Organization: Division of Infectious Diseases Chapel Hill
Country: United States
Adaora Adimora is the Sarah Graham Kenan Distinguished Professor of Medicine and Professor of Epidemiology at the University of North Carolina at Chapel Hill. She is a physician epidemiologist with more than 25 years of clinical experience in treating people living with HIV. Adaora received her MD from the Yale School of Medicine and MPH in epidemiology from the UNC Gillings School of Global Public Health. She completed a residency in internal medicine followed by a fellowship in infectious diseases at Albert Einstein/Montefiore Medical Center.
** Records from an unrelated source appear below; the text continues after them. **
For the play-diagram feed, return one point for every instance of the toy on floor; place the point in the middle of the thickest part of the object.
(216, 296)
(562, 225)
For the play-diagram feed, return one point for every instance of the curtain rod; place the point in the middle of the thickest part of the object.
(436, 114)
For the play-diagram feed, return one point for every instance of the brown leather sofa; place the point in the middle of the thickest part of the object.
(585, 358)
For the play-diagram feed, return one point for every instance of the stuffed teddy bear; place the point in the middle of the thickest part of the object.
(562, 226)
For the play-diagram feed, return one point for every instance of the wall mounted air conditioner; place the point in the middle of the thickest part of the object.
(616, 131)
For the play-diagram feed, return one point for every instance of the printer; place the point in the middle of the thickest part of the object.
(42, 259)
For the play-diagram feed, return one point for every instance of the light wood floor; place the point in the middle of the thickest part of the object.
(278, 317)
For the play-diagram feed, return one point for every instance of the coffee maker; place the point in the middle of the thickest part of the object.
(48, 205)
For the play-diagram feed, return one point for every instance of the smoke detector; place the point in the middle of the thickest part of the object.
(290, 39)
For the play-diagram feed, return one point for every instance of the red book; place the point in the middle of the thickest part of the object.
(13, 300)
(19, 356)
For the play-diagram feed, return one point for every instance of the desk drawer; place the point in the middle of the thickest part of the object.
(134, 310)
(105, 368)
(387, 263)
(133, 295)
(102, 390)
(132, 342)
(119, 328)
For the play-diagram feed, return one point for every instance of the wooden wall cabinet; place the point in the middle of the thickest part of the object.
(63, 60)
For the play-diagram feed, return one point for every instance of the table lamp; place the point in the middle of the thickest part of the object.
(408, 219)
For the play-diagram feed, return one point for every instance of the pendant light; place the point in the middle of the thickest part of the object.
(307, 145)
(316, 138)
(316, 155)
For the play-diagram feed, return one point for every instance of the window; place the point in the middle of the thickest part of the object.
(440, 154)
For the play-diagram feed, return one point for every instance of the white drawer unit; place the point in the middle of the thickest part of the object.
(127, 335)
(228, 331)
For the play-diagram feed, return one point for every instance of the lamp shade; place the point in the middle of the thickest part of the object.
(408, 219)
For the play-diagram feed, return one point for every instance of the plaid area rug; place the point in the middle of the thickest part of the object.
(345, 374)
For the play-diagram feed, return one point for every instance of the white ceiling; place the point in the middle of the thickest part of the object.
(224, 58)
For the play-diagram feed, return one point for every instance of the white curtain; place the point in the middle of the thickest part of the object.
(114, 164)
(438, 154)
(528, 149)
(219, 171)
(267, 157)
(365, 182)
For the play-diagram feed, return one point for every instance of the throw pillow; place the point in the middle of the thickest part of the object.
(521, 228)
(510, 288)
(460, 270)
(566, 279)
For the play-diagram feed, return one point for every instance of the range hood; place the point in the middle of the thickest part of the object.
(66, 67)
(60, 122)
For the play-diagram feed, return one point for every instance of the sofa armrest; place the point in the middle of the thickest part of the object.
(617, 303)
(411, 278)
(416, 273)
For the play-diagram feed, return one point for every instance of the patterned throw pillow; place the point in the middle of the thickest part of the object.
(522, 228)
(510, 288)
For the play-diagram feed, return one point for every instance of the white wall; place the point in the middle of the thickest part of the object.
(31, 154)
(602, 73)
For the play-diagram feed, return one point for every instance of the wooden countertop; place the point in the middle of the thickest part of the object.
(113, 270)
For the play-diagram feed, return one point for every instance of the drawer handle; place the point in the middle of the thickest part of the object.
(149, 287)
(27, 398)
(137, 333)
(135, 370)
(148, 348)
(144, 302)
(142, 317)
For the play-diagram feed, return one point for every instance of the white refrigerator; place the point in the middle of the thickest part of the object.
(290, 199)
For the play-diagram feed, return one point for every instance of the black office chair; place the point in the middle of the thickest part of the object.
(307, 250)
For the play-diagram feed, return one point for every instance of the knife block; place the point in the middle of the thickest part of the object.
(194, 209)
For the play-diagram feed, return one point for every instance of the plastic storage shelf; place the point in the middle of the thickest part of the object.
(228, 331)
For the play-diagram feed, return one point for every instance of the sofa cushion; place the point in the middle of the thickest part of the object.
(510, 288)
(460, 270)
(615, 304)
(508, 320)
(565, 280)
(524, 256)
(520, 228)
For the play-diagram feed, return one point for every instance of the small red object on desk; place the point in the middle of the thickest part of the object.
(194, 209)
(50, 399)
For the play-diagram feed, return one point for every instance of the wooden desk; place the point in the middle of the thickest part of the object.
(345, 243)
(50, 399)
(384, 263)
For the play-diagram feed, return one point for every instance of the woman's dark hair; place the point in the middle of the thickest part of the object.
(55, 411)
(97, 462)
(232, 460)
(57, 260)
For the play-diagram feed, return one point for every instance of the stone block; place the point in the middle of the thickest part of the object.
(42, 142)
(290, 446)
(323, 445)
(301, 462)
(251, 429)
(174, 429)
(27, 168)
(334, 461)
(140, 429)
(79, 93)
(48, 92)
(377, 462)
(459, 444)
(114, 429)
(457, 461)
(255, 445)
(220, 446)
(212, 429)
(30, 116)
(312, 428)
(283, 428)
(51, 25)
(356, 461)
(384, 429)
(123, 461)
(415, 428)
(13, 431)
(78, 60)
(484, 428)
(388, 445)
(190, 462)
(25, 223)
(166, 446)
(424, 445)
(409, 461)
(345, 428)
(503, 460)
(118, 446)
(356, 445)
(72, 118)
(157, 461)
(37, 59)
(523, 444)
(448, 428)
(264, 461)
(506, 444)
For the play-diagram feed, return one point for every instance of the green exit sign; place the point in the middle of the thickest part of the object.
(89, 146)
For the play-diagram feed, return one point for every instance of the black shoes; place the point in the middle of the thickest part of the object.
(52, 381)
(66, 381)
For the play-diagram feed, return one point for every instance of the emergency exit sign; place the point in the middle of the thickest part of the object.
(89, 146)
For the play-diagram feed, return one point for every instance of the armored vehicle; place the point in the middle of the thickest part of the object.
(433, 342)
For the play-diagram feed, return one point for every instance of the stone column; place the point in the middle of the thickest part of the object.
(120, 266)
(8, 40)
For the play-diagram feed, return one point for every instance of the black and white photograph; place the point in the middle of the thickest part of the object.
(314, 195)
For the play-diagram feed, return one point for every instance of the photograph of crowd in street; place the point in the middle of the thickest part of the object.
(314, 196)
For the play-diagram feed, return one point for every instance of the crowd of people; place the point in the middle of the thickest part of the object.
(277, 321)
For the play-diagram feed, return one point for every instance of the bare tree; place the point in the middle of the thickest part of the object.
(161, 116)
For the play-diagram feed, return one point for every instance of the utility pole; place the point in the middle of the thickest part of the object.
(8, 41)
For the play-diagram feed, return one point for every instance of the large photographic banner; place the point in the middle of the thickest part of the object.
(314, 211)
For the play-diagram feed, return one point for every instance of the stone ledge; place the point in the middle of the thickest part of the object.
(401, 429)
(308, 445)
Adaora began her career as an infectious diseases physician at Harlem Hospital in New York City and moved to North Carolina, where she initially worked for the state health department in the Communicable Disease Control Branch. She moved to the University of North Carolina, where she began her research career. Adaora has led population-based studies and community-based research in HIV epidemiology and prevention, and her research focuses on social, behavioural and biomedical factors that influence the risk of acquiring HIV and other sexually transmitted infections. She has helped trace the pathways between social forces, such as mass incarceration, in racial disparities in acquiring HIV in the US.
She has worked in Cameroon and served as principal investigator of the UNC Fogarty AIDS International Training and Research Program from its inception in 1998 until 2014. This programme has trained scores of researchers from China, Malawi and Cameroon.
A fellow of the American College of Physicians and the Infectious Diseases Society of America (IDSA), Adaora chairs the Women at Risk Committee for the NIH’s HIV Prevention Trials Network and has chaired the HIV Medicine Association. She has also served on the US Department of Health and Human Services Antiretroviral Treatment Guidelines Panel and the editorial board of Sexually Transmitted Diseases, and served on the Presidential Advisory Council on HIV/AIDS and the National Institutes of Allergy and Infectious Diseases Advisory Council. In 2009, The Root, a publication of the Washington Post Company, included her on its inaugural list of The Root 100, its recognition of “established and emerging African American leaders who are making extraordinary contributions”.